Swifties In Argentina Have Been Camping Out Since June For Eras Tour
Taylor Swift’s Eras Tour has unlocked a new type of super-fandom. From tickets going for more than $100k on resale ticket sites to 31 million people registering to buy tickets for Toronto’s six shows, demand for seeing the superstar have reached unheard of levels. But a group of fans in Buenos Aires, Argentina may have set the bar.
Ever since June, a few hundred Swifties have been camping outside of River Plate Stadium in anticipation of getting up close to the stage for the Eras Tour, which kicks off in Buenos Aires on November 9.
According to Pitchfork, hundreds of Swifties – mostly women, all over the age of 18 with general admission tickets - have built an encampment to ensure they have the best spot in the house for Swift’s three shows.
“We’ve been in this tent for five months,” a 21-year-old fan who wishes to remain anonymous tells Pitchfork. She works part-time and attends school, spending whatever free time she has waiting in a tent with her newfound community. “I usually tell my dad I’m at a park drinking mate with somebody, or visiting a friend of mine who lives near the stadium,” she adds.
With an internal spreadsheet created and monitored by two organizers and updated regularly by administrators, there is a serious system in place for the devoted fans to follow.
Approximately 60 people have been assigned to four tents. The more time someone waits in line, the greater the chance they have at securing a better spot. Camping out in bad weather or spending a full night, earn them double time.
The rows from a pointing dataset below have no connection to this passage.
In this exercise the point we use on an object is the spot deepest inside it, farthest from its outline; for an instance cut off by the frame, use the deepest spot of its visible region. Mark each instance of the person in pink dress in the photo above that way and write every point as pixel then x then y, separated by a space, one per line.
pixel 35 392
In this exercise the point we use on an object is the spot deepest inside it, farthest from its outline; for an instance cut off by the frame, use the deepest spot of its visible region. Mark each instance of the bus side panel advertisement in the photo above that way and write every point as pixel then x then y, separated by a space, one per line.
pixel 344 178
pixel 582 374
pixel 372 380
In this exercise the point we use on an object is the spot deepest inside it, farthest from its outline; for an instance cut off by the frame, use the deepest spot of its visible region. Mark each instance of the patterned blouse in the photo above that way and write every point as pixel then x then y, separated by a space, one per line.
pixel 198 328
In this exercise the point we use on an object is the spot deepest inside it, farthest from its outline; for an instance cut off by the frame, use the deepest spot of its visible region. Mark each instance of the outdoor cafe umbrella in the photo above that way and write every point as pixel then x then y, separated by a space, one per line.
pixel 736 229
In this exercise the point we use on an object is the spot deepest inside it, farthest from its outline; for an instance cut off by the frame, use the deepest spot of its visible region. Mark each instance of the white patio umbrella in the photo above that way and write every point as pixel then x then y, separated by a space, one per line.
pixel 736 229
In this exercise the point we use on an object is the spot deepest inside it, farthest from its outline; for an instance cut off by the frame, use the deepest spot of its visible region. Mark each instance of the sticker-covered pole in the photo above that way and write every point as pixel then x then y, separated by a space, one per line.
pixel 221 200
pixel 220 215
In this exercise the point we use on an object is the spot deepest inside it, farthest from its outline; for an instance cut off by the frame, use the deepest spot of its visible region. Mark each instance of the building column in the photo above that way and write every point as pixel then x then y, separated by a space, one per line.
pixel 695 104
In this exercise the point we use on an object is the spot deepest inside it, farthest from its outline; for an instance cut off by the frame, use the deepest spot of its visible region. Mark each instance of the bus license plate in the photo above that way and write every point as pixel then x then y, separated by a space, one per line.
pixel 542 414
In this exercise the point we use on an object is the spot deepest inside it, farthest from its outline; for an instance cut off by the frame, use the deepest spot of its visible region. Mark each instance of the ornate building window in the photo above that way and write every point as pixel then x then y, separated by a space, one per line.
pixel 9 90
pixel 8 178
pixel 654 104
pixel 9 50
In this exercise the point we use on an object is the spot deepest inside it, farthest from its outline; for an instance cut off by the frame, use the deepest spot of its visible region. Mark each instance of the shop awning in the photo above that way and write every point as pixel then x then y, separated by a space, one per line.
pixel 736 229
“The fact that there are so many people makes things easier. We all have different schedules, and you fit yours amongst them,” Irina, a 20-year-old fan tells Pitchfork.
A set of rules were leaked online not long after the initiative began that reveals the code of practice. Such as no one is required to stay in a tent for 24 hours a day, but they are each expected to put in at least 60 hours a month and one sleepover in that same period.
One fan named Carmen tells Pitchfork she has accrued more than “300 total hours, or 12-and-a-half days,” waiting in a tent.